Singapore’s new private home sales fell to a five-month low in May, as global tariff tensions weighed on demand in the trade-dependent city-state.
Developer sales dropped for a third consecutive month, with just 311 units bought last month, according to data released by the Urban Redevelopment Authority on Monday.
The outlook for the Southeast Asian financial hub has dimmed, following Donald Trump’s push for tariffs and the city-state’s economy contracting in the first quarter. Developers have grown more cautious, launching no major projects for sale in May — a pause that further weighed on sales figures.
A first-quarter survey of senior real estate executives found that nearly 90% viewed a global economic slowdown as a risk. Their next biggest concerns were job losses and a weakening domestic economy.
Singapore faces heightened risks of a recession due to export hits brought on by tariffs, Bloomberg Economics analyst Tamara Henderson said in a report earlier this month.

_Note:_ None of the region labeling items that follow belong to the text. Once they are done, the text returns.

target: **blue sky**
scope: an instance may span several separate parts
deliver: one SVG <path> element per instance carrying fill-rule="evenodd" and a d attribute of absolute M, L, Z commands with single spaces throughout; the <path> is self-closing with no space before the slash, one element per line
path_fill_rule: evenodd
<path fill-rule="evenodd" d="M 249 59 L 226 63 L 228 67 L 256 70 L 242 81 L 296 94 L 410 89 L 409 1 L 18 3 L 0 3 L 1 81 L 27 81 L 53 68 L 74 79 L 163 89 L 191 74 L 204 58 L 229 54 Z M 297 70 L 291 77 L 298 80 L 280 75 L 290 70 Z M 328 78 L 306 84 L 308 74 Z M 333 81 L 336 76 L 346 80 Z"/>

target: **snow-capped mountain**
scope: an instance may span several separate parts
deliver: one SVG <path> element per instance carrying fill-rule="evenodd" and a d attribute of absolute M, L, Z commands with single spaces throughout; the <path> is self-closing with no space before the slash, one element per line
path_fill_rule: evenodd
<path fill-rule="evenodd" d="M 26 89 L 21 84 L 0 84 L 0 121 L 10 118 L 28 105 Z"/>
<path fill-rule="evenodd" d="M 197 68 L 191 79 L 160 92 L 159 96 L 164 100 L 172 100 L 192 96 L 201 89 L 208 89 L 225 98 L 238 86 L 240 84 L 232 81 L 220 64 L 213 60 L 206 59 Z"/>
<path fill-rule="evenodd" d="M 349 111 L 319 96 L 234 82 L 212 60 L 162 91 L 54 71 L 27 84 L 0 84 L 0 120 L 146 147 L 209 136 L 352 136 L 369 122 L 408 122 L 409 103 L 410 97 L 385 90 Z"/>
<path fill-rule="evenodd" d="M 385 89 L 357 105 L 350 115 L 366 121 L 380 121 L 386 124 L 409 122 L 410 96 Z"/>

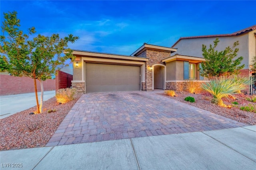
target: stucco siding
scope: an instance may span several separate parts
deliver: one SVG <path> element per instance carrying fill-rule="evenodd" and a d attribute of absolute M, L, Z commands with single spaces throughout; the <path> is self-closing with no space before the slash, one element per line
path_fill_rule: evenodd
<path fill-rule="evenodd" d="M 82 80 L 82 60 L 81 57 L 76 57 L 80 59 L 80 61 L 74 61 L 73 62 L 73 80 Z M 76 66 L 76 62 L 78 63 L 78 66 Z"/>
<path fill-rule="evenodd" d="M 176 61 L 176 80 L 184 80 L 184 61 Z"/>

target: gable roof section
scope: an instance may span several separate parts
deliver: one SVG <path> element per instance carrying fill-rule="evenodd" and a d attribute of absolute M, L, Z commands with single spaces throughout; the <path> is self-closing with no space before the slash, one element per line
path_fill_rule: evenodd
<path fill-rule="evenodd" d="M 252 31 L 256 29 L 256 25 L 252 26 L 244 29 L 242 29 L 238 31 L 235 32 L 234 33 L 230 34 L 218 34 L 214 35 L 202 35 L 202 36 L 196 36 L 193 37 L 181 37 L 174 44 L 172 45 L 172 47 L 174 46 L 180 41 L 183 39 L 189 39 L 191 38 L 206 38 L 209 37 L 228 37 L 231 36 L 237 36 L 242 35 L 243 33 L 248 33 L 248 32 L 251 31 Z"/>
<path fill-rule="evenodd" d="M 140 61 L 148 61 L 148 58 L 140 57 L 132 57 L 129 55 L 119 55 L 117 54 L 95 52 L 84 50 L 75 49 L 72 49 L 72 50 L 73 55 L 77 57 L 88 57 L 94 58 L 121 59 L 123 60 Z M 65 51 L 64 53 L 65 53 Z"/>
<path fill-rule="evenodd" d="M 131 56 L 136 56 L 137 55 L 146 49 L 168 52 L 170 53 L 177 51 L 177 49 L 176 49 L 166 47 L 165 47 L 159 46 L 158 45 L 152 45 L 150 44 L 148 44 L 146 43 L 144 43 L 142 46 L 140 47 L 138 49 L 132 54 L 131 55 Z"/>

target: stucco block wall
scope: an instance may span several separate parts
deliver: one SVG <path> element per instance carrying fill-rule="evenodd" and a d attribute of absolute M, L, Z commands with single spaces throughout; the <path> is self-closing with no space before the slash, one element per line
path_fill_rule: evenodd
<path fill-rule="evenodd" d="M 55 80 L 47 79 L 43 81 L 44 91 L 55 90 Z M 36 80 L 38 92 L 41 91 L 40 82 Z M 35 92 L 34 80 L 29 77 L 15 77 L 0 74 L 0 95 L 22 94 Z"/>
<path fill-rule="evenodd" d="M 137 55 L 138 57 L 143 57 L 149 59 L 148 61 L 145 64 L 145 88 L 142 90 L 152 90 L 152 72 L 150 68 L 156 64 L 164 64 L 162 62 L 162 59 L 170 56 L 170 52 L 159 51 L 150 49 L 146 49 Z M 143 86 L 142 86 L 142 88 Z"/>

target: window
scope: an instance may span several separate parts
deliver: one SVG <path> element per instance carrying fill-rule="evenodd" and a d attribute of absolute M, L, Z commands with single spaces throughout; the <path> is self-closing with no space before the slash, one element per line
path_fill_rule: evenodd
<path fill-rule="evenodd" d="M 196 64 L 189 64 L 189 77 L 190 79 L 196 79 Z"/>

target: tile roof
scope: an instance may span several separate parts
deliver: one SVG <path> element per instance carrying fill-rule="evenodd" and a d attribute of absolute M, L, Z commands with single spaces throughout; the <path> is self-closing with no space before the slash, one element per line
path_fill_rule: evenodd
<path fill-rule="evenodd" d="M 181 37 L 174 44 L 172 45 L 172 47 L 173 47 L 174 45 L 177 44 L 181 39 L 188 39 L 190 38 L 205 38 L 209 37 L 228 37 L 231 36 L 236 36 L 242 34 L 244 33 L 246 33 L 248 32 L 251 31 L 252 31 L 256 29 L 256 25 L 252 26 L 248 28 L 243 29 L 241 30 L 235 32 L 234 33 L 230 34 L 218 34 L 214 35 L 202 35 L 202 36 L 196 36 L 193 37 Z"/>

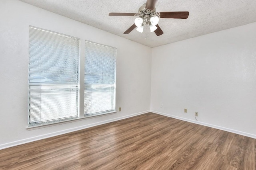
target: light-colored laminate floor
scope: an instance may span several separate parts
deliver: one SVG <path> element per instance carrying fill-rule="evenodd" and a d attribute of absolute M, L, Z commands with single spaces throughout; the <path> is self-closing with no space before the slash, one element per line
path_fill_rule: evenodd
<path fill-rule="evenodd" d="M 0 150 L 0 169 L 255 170 L 256 139 L 148 113 Z"/>

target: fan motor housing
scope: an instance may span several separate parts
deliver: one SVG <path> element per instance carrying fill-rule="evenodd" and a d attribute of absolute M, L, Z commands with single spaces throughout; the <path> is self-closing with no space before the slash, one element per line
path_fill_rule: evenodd
<path fill-rule="evenodd" d="M 138 14 L 140 17 L 142 18 L 143 18 L 145 14 L 149 14 L 150 16 L 154 16 L 156 14 L 156 8 L 154 8 L 154 10 L 148 10 L 146 8 L 146 3 L 144 4 L 139 8 Z"/>

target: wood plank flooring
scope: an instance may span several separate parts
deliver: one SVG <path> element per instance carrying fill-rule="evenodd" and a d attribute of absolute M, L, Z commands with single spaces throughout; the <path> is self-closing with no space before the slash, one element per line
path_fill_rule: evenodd
<path fill-rule="evenodd" d="M 151 113 L 0 150 L 0 169 L 255 170 L 256 139 Z"/>

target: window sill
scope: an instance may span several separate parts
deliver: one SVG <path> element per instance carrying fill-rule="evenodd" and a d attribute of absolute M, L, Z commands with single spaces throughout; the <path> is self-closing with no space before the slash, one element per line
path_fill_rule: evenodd
<path fill-rule="evenodd" d="M 92 119 L 97 117 L 104 116 L 107 115 L 115 113 L 116 111 L 110 111 L 109 112 L 103 113 L 99 114 L 95 114 L 95 115 L 84 115 L 82 117 L 80 117 L 72 120 L 67 120 L 66 121 L 62 121 L 60 122 L 56 123 L 54 123 L 45 124 L 44 125 L 35 125 L 34 126 L 27 126 L 26 128 L 28 131 L 31 131 L 32 130 L 38 129 L 39 129 L 44 128 L 45 127 L 50 127 L 51 126 L 56 126 L 57 125 L 62 125 L 64 124 L 69 123 L 70 123 L 78 121 L 80 121 L 86 119 Z"/>

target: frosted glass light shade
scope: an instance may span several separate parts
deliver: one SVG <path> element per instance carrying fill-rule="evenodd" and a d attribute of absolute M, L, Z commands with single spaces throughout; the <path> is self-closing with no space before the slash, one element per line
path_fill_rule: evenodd
<path fill-rule="evenodd" d="M 143 26 L 142 25 L 141 25 L 140 27 L 138 27 L 138 28 L 137 28 L 137 29 L 136 29 L 136 30 L 137 31 L 138 31 L 143 33 Z"/>
<path fill-rule="evenodd" d="M 154 31 L 155 31 L 156 29 L 157 28 L 157 27 L 156 27 L 155 25 L 149 25 L 149 28 L 150 28 L 150 32 L 152 32 Z"/>
<path fill-rule="evenodd" d="M 141 26 L 141 24 L 143 23 L 143 19 L 141 18 L 135 18 L 134 23 L 138 27 Z"/>
<path fill-rule="evenodd" d="M 158 23 L 158 21 L 159 21 L 159 18 L 157 16 L 154 16 L 152 17 L 149 19 L 150 22 L 151 23 L 151 25 L 156 25 Z"/>

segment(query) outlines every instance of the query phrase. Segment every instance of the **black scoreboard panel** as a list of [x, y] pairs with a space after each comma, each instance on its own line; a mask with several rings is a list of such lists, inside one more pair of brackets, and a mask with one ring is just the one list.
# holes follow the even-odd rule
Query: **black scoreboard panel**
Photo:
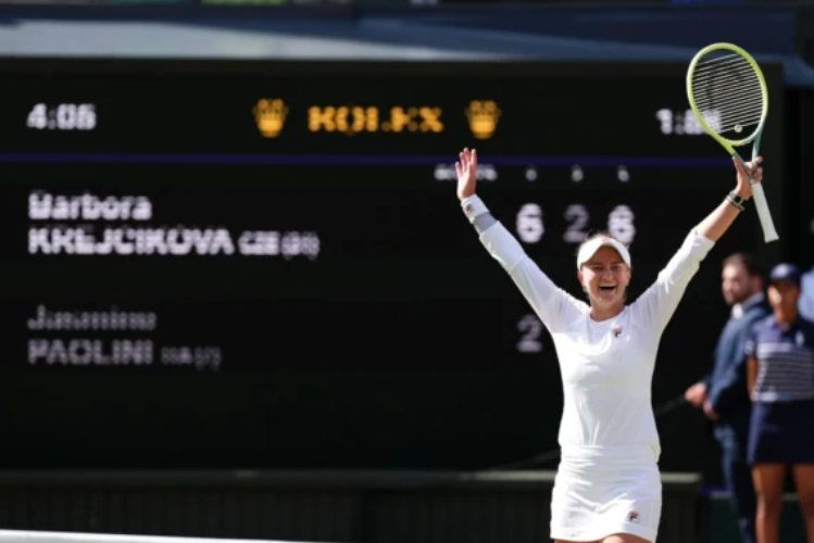
[[[554, 444], [553, 345], [463, 217], [456, 153], [575, 295], [586, 232], [629, 241], [635, 298], [734, 185], [682, 77], [4, 65], [3, 464], [472, 468]], [[749, 213], [699, 272], [656, 403], [707, 367], [721, 258], [760, 242]]]

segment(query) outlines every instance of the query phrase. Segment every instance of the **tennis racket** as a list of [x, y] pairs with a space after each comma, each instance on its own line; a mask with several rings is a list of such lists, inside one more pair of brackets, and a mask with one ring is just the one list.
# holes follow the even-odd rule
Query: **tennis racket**
[[[687, 98], [706, 134], [741, 164], [735, 148], [752, 143], [754, 161], [768, 114], [768, 90], [761, 67], [748, 52], [731, 43], [700, 50], [687, 71]], [[752, 184], [752, 197], [766, 242], [779, 239], [761, 184]]]

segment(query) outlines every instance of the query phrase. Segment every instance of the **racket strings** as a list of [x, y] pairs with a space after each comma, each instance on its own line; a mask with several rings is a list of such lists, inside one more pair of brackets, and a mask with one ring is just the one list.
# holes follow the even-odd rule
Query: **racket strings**
[[707, 125], [724, 136], [742, 139], [743, 130], [763, 117], [760, 77], [749, 61], [738, 53], [703, 59], [692, 74], [696, 105]]

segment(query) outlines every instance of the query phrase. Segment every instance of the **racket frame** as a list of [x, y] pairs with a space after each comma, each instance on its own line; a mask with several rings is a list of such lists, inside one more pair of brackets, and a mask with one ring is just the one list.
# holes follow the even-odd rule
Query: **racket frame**
[[[692, 92], [692, 75], [696, 73], [696, 66], [701, 61], [701, 59], [712, 51], [727, 50], [740, 54], [743, 59], [746, 59], [752, 70], [754, 70], [754, 73], [757, 75], [757, 80], [761, 85], [761, 93], [763, 98], [761, 122], [757, 124], [757, 128], [755, 128], [750, 136], [740, 140], [729, 140], [716, 134], [715, 130], [713, 130], [712, 127], [706, 123], [703, 115], [701, 115], [701, 111], [696, 104], [696, 98]], [[741, 166], [747, 169], [746, 163], [736, 148], [752, 143], [752, 162], [754, 162], [754, 160], [760, 155], [761, 136], [763, 135], [763, 128], [766, 125], [766, 117], [768, 116], [768, 89], [766, 85], [766, 78], [763, 76], [763, 71], [761, 70], [757, 62], [752, 58], [752, 55], [749, 54], [743, 48], [740, 48], [734, 43], [712, 43], [701, 49], [698, 53], [696, 53], [696, 56], [692, 58], [692, 61], [687, 68], [687, 99], [689, 100], [689, 105], [692, 110], [692, 113], [696, 115], [696, 118], [698, 119], [704, 131], [712, 136], [715, 141], [717, 141], [724, 149], [726, 149], [731, 156], [735, 156], [736, 160], [740, 162]], [[774, 222], [772, 220], [772, 213], [769, 212], [768, 203], [766, 202], [766, 194], [763, 190], [763, 187], [760, 182], [754, 182], [754, 177], [752, 177], [751, 175], [749, 176], [749, 179], [752, 185], [752, 198], [754, 199], [754, 205], [757, 210], [757, 216], [761, 220], [761, 226], [763, 227], [763, 237], [766, 243], [776, 241], [780, 238], [777, 235]]]

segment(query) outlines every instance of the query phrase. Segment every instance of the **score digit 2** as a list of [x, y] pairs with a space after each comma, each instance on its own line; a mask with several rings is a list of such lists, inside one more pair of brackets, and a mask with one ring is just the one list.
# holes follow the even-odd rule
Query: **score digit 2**
[[[571, 204], [563, 212], [566, 228], [565, 243], [581, 243], [590, 231], [591, 215], [583, 204]], [[616, 205], [609, 214], [603, 229], [623, 243], [633, 243], [636, 238], [636, 215], [625, 204]], [[536, 203], [523, 204], [515, 219], [517, 237], [524, 243], [539, 243], [546, 233], [542, 207]]]

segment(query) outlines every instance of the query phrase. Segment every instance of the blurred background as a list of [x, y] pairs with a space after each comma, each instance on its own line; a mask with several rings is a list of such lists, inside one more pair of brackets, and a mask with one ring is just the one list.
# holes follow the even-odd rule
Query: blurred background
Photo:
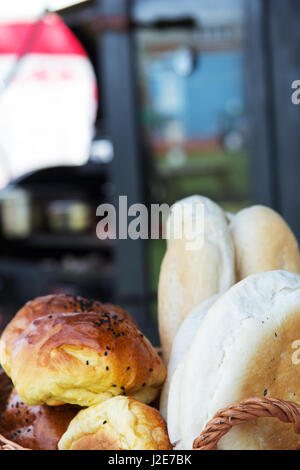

Authorities have adopted a more cautious approach, offering land that could yield 4,725 private housing units in the second half of the year — a 6% drop from the first half. Instead, they expanded the so-called reserve list, where land parcels are only triggered for tender if there’s sufficient demand from developers.
The market’s sluggish performance is expected to persist into June, typically a slow month due to school holidays. One project in the city’s east sold fewer than 10% of its 107 freehold units during its launch weekend earlier this month.